Женя перенесла ленинградскую блокаду, с тяжелой дистрофией ее вывезли по ледяной дороге в конце первой военной зимы. Лечили в Вологде. А в сорок третьем она попросилась в армию и приехала к нам с новым пополнением. Девушка со средним образованием, с умением печатать на машинке была находкой для штаба. А она рвалась на батарею, ей хотелось стрелять. Блокада все же подорвала ее здоровье: вначале раза два она теряла сознание, один раз, когда Кузаев накричал на нее. Хотели комиссовать. Как она просилась, чтобы оставили в армии! Жаль стало девушку, почти все офицеры высказались за нее. Но потом почти никто не обращался к ней по-военному, по-уставному: «Боец Игнатьева». Все говорили ей «Женя» и просили: «Пожалуйста, напечатайте вот это». А она стеснялась такого обращения, и часто мне казалось, что ей хотелось заплакать от этого, как от обиды. Но слез ее никто не видел. Как-то я сказал ей об этом. Она ответила понуро: «А они высохли у меня там, в Ленинграде».

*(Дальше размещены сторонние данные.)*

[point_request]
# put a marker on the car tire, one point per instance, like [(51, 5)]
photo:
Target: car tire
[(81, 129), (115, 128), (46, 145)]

У меня с Женей дружеские отношения, она, подобно Лиде, комсорг штабной организации. Но какая это разная дружба! Как на девушку я ни разу на нее не глянул. Да и вряд ли кто-нибудь по-мужски подумал о ней. Высокая, на полголовы выше меня, она была очень худая, плоская, никаких женских форм. Во время болезни у нее вылезли волосы, отрастали неровно, и она покрывала голову — одной ей позволили — косынкой (в штабе, за машинкой). Но лицо у Жени на удивление красивое. Таким лицом хотелось любоваться. Однако я боялся любоваться, почему-то казалось, что это неприлично. Особенно поражали ее глаза: голубые, огромные, в них как бы навсегда застыла скорбь, не позволявшая всмотреться в ее лицо, в глаза, сказать комплимент о их красоте. Любой девушке приятно было бы услышать. Но только не Жене, думал я, ее это, безусловно, оскорбит. Потому, беседуя с ней часто и подолгу, я, по существу, ни разу не смотрел ей в глаза, разговоры наши велись словно бы между людьми, стоящими с разных сторон плотной ограды.